Bank resilience: Economic affairs MEPs back EU plans to adopt Basel III rules
EU plans to adopt Basel III rules, to enhance EU banks’ resilience and financial stability, were backed by the Economic and Monetary Affairs Committee on Tuesday.
Proposals to amend the EU’s prudential requirements (CRD-V/CRR-II) should help boost the EU economy by increasing lending capacity and creating deeper and more liquid capital markets.
To ensure that banks are treated proportionately, according to their risk profiles and systemic importance, MEPs inserted a definition of a “small and non-complex institution” that should be subject to simplified requirements with regard to recovery and resolution planning and reduced reporting frequency.

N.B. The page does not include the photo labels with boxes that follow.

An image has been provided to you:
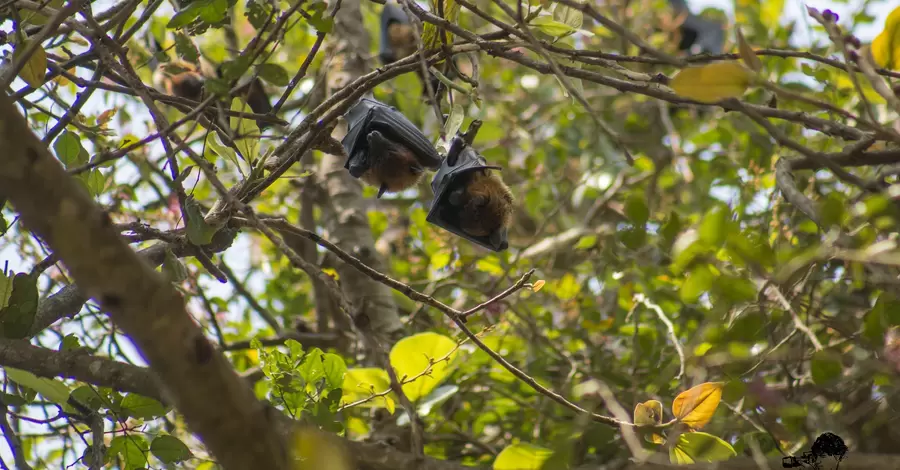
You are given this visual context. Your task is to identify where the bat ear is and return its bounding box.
[366,131,389,155]
[347,150,369,178]
[447,188,466,206]
[490,227,509,251]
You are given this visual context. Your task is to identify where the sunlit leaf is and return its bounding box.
[150,434,193,463]
[119,393,169,419]
[809,351,844,385]
[669,62,753,103]
[341,367,391,408]
[391,332,457,401]
[531,16,577,37]
[3,367,69,409]
[672,382,725,429]
[13,42,47,88]
[108,433,150,470]
[493,442,553,470]
[735,28,762,72]
[0,273,38,339]
[633,400,663,426]
[184,197,219,246]
[871,7,900,70]
[669,432,737,465]
[257,64,291,86]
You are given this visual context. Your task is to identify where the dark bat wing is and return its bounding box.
[368,103,443,170]
[341,98,381,174]
[425,137,509,251]
[378,3,409,64]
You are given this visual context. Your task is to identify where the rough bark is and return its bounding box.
[319,0,403,338]
[0,94,287,469]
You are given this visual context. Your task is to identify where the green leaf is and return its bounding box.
[669,432,737,465]
[162,247,187,283]
[206,133,243,176]
[494,442,553,470]
[871,7,900,70]
[341,367,391,408]
[59,333,81,351]
[391,332,457,401]
[680,264,716,304]
[166,2,201,29]
[0,269,15,308]
[198,0,228,24]
[669,62,753,103]
[531,16,577,38]
[309,3,334,34]
[150,435,193,463]
[322,353,347,389]
[256,64,291,86]
[625,194,650,226]
[700,206,729,246]
[222,57,250,81]
[13,41,47,88]
[819,193,847,227]
[810,351,844,385]
[553,3,584,29]
[119,393,169,419]
[69,385,106,411]
[53,131,87,168]
[231,98,259,167]
[175,32,200,63]
[3,367,71,410]
[297,348,325,384]
[184,197,219,246]
[0,273,38,339]
[108,433,150,470]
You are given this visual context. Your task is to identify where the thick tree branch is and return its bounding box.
[0,94,287,469]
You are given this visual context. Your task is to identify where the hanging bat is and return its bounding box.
[216,64,272,131]
[378,3,416,65]
[378,2,456,101]
[669,0,725,54]
[447,169,514,250]
[426,136,515,251]
[341,98,441,198]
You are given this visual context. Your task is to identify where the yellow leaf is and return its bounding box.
[13,42,47,88]
[737,28,762,72]
[871,7,900,69]
[291,426,356,470]
[322,268,341,281]
[422,0,459,49]
[669,62,752,103]
[634,400,662,426]
[97,108,118,126]
[672,382,725,429]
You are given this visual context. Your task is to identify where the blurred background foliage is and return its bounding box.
[0,0,900,468]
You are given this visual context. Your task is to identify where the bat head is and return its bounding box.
[341,98,441,185]
[378,3,415,64]
[426,138,513,251]
[360,131,425,198]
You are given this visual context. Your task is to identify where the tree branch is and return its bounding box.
[0,94,287,469]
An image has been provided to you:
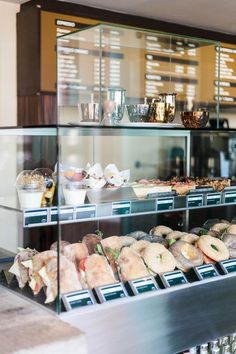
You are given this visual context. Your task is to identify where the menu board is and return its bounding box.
[41,11,236,110]
[215,43,236,106]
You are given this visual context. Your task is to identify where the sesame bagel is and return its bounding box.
[222,233,236,258]
[142,243,176,274]
[197,235,229,262]
[169,240,203,272]
[149,225,173,237]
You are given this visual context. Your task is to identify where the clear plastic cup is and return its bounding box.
[62,182,86,205]
[16,170,45,209]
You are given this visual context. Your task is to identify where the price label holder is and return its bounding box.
[219,258,236,274]
[187,194,203,208]
[58,207,74,221]
[131,199,156,214]
[206,193,221,205]
[94,283,128,303]
[156,197,174,211]
[50,207,58,222]
[160,270,188,288]
[225,191,236,204]
[128,276,159,295]
[62,289,96,311]
[75,204,96,220]
[194,264,220,280]
[112,202,131,215]
[24,208,48,226]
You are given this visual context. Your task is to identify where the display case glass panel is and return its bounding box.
[58,25,220,125]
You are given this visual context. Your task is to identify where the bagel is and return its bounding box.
[206,230,220,238]
[120,236,136,247]
[149,225,173,237]
[142,243,176,274]
[130,240,150,254]
[150,236,168,247]
[197,235,229,262]
[169,240,203,272]
[227,224,236,235]
[210,222,229,235]
[190,227,208,236]
[126,230,148,240]
[166,231,186,240]
[180,233,199,243]
[222,233,236,258]
[117,247,150,282]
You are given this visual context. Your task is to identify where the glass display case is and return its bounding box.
[0,25,236,354]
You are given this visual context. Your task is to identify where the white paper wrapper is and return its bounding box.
[86,163,103,179]
[104,164,130,187]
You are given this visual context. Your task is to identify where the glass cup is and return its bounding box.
[16,170,45,209]
[62,182,86,205]
[103,87,126,125]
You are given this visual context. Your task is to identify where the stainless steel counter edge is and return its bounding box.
[60,274,236,354]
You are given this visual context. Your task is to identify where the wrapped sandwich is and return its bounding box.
[79,254,116,289]
[9,248,38,289]
[117,247,150,281]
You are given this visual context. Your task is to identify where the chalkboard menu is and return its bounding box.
[41,11,236,109]
[215,43,236,106]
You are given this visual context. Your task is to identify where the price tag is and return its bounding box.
[128,277,159,295]
[187,194,203,208]
[75,205,96,220]
[194,264,219,280]
[206,193,221,205]
[95,283,128,302]
[160,270,188,288]
[112,202,131,215]
[24,209,48,226]
[225,191,236,203]
[58,207,74,221]
[131,199,156,214]
[219,258,236,274]
[50,207,58,222]
[157,197,174,210]
[62,289,96,311]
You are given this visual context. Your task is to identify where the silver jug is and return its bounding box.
[102,87,126,125]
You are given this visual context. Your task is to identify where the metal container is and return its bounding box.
[126,103,150,122]
[102,87,126,125]
[180,109,209,129]
[149,93,176,123]
[78,103,100,123]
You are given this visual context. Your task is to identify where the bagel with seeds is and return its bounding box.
[222,233,236,258]
[120,236,136,247]
[166,231,186,240]
[197,235,229,262]
[210,222,229,235]
[142,243,176,274]
[130,240,150,254]
[227,224,236,235]
[126,230,148,240]
[180,233,200,243]
[169,240,203,272]
[149,225,173,237]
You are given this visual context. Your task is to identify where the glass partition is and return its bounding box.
[57,25,220,125]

MEPs agreed to a binding 3% leverage ratio, MEPs and an additional 50% buffer for global systemically important institutions (GSIIs). They also refined Net Stable Funding Ratio (NSFR), rules for ascertaining whether an institution holds sufficient stable funding to meet its funding needs during a one-year period under both normal and stressed conditions
MEPs believe that a fixed list of banks that would be exempted from prudential requirements could be extended only on the basis of clear criteria. Moreover, EU member states would be required to ensure the publication of a list of excluded entities, together with information on deposit protection.
Deeper banking union
MEPs also took up the idea of waivers, as proposed by the EU Commission. These refer to own funds and liquidity requirements for banking groups operating across borders within the EU, which would help to complete the banking union. However, they decided to make the waivers more prudent, by stipulating that the amount of own funds waived should not exceed 25% of the minimum own funds requirement.
Rapporteur Peter Simon (S&D, DE) said: "We have today sent a strong signal for greater financial stability and tailor-made regulatory requirements for small and low-risk banks. The approach that a small low-risk bank must meet the same requirements as a large bank operating internationally is to become a thing of the past. But it is also clear that relief for small and low-risk banks must reduce administrative expenses without reducing regulatory requirements, such as capital and liquidity requirements".
"Proportionality in banking regulation also means that large, systemically important banks, which in the past have financed themselves partly on taxpayer costs through their risky business models, are not handled with kid gloves. The position of the European Parliament stipulates that large, systemically important banks must maintain more equity capital than before, due to a stricter debt ratio. This goes further than the EU Commission's proposal. In addition, risky trading transactions are to be recorded more precisely through a new framework."
"Finally, more account is to be taken of sustainability in future. Banks should take a close look at risks arising from environmental, social and management issues on the basis of guidelines".
Committee negotiators are ready for three-way talks with the Commission and the Council, once the text has been announced at Parliament’s July plenary session. The Council agreed its common approach at the end of May.